L24 spoke with Dr. Dawn Chatty, Emerita Professor of Anthropology and Forced Migration, who remarked, “Whether there is an effort at ethnic cleansing or enforced demographic change will become apparent when return to Syria becomes a viable option – which it is not yet. The Syrian government has been unwilling to provide safety in return.”
Dr. Chatty emphasizes that while displacement alone may be seen as a consequence of war, the intentions of violating parties, such as the Assad regime, may become evident in the post-conflict period through their willingness to allow the displaced to safely return and reclaim their land, homes, and properties.
Land and Property Divestment
A tactic employed to prevent the return of displaced populations is ensuring there is nothing left to return to. This is achieved by completely demolishing homes and neighborhoods or through administrative theft facilitated by the creation of a “legal” framework. The regime fosters a culture of obstruction and intimidation, making return and the recovery of land and homes nearly impossible.
“The Syrian regime has enacted laws that hinder the return of Syrian refugees to their country,” explains Rami Abdulrahman, Director of the Syrian Observatory for Human Rights (SOHR). These laws contradict international law as they permit the regime to confiscate property without providing compensation.
Reconstruction is often used as a pretext, as Abdulrahman further elucidates, “The law permits the establishment of one or more zoning areas… under the pretext of rebuilding the completely destroyed cities.” Former residents in these areas are given a limited time, ranging from one month to one year, to return to government-controlled areas and prove their ownership or forfeit all rights.
Many property owners lost documents, had them stolen at checkpoints or from their homes, or destroyed during bombardment. The regime has deliberately destroyed paperwork in many areas by burning deeds, local registries, and archives.
“I have great doubts that many people will succeed in registering and re-registering their property,” remarks Professor Chatty. Since 2012, the regime has actively developed a legislative framework aimed at divesting Assad’s political opponents of their property rights, effectively making the confiscation of land, buildings, and wealth “legal.”
Insecurity and Intimidation
Massacres, arrests, torture, rape and sexual violence, enforced disappearance, and extrajudicial killings are all employed by Assad and his supporters to displace residents and prevent their return. “No one I know has returned due to the lack of security in my area and immediate arrests upon return,” states al-Khatib, an internally displaced person from rural Damascus.
Abdul Ghany affirms many Syrians feel threatened and terrified of being targeted by the regime and don’t dare risk returning due to “the presence of these forces that commit the worst types of violations against civilians in the areas they control.”

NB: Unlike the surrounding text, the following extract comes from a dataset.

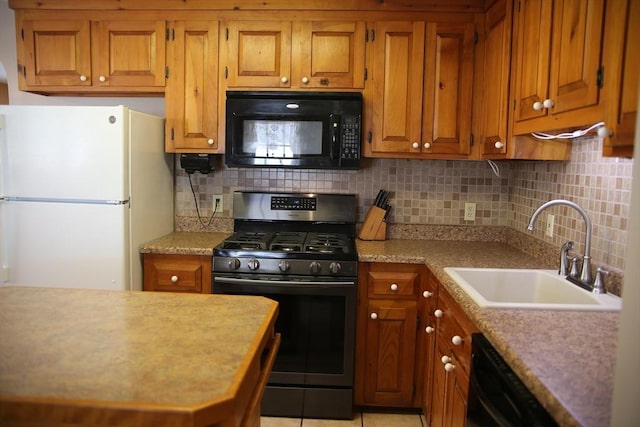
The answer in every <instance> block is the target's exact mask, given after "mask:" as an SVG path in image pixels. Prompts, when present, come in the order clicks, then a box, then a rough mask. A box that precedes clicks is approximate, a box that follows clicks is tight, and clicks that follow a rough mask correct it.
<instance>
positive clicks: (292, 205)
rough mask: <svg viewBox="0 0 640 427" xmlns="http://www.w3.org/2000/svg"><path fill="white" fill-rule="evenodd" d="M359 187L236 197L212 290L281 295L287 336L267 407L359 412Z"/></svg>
mask: <svg viewBox="0 0 640 427" xmlns="http://www.w3.org/2000/svg"><path fill="white" fill-rule="evenodd" d="M355 212H356V199H355V196H354V195H352V194H314V193H304V194H300V193H295V194H294V193H258V192H236V193H234V195H233V216H234V234H233V235H232V236H231V237H229V238H228V239H226V240H225V241H224V242H222V243H221V244H220V245H219V246H218V247H216V248H215V249H214V252H213V254H214V255H213V272H212V274H213V276H212V278H213V292H214V293H223V294H238V295H261V296H265V297H268V298H271V299H274V300H276V301H278V302H279V317H278V321H277V322H276V331H277V332H280V333H281V335H282V343H281V345H280V350H279V352H278V356H277V357H276V361H275V364H274V367H273V371H272V373H271V376H270V377H269V381H268V384H267V388H266V390H265V394H264V398H263V400H262V414H263V415H270V416H286V417H307V418H336V419H350V418H352V409H353V371H354V368H353V364H354V346H355V316H356V285H357V265H358V255H357V252H356V249H355Z"/></svg>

Addressing the Issue at Its Root
Millions of Syrians have been forced to flee, seeking refuge in safer parts of Syria or abroad. The systematic pattern of displacement and demographic change perpetuated by the Assad regime aims to weaken opposition forces, consolidate control, and establish economic and political power.

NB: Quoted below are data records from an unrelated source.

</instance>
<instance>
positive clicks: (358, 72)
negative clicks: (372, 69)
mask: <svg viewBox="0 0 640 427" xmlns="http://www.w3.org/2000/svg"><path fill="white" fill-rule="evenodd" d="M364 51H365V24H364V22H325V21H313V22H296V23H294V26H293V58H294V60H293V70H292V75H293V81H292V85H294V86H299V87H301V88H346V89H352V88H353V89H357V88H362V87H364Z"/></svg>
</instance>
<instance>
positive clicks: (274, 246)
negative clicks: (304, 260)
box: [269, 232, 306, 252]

“The solutions,” Abdulrahman suggests, “lie in addressing the causes of the refugee crisis and changing the Syrian regime. Refugees will not return to their homeland if it continues to be a place of injustice and oppression.”

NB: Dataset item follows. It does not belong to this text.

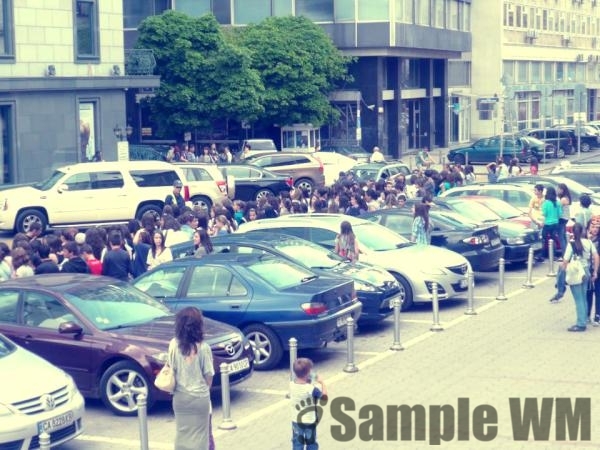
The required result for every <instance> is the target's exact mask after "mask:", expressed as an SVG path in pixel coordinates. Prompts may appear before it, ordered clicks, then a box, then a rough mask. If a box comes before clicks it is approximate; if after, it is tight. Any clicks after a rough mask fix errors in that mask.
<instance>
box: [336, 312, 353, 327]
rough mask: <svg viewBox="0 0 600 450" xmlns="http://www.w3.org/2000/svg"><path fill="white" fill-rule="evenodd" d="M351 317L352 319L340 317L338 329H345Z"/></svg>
mask: <svg viewBox="0 0 600 450" xmlns="http://www.w3.org/2000/svg"><path fill="white" fill-rule="evenodd" d="M349 317H350V316H349V315H346V316H342V317H338V321H337V327H338V328H342V327H345V326H346V322H348V318H349Z"/></svg>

For individuals like Abdulrahman and Abdul Ghany, it is evident that the Assad regime, as the architect of this manufactured refugee crisis, is the main cause. Abdul Ghany sees a viable solution in political change guaranteeing return without fear of arrest, death, or harm. Displaced individuals, such as al-Khatib, agree return is impossible until the fall of the criminal Assad regime.
Displacement of Syrians, isn’t an unintended consequence of the prolonged conflict. It is the result of intentional policies of the Assad regime, intended to create a Syria comprised solely of those who serve and support the regime. Addressing this crisis, requires a comprehensive solution that involves political change, respect for human and property rights, and ensuring the safety and security of the existing and displaced populations.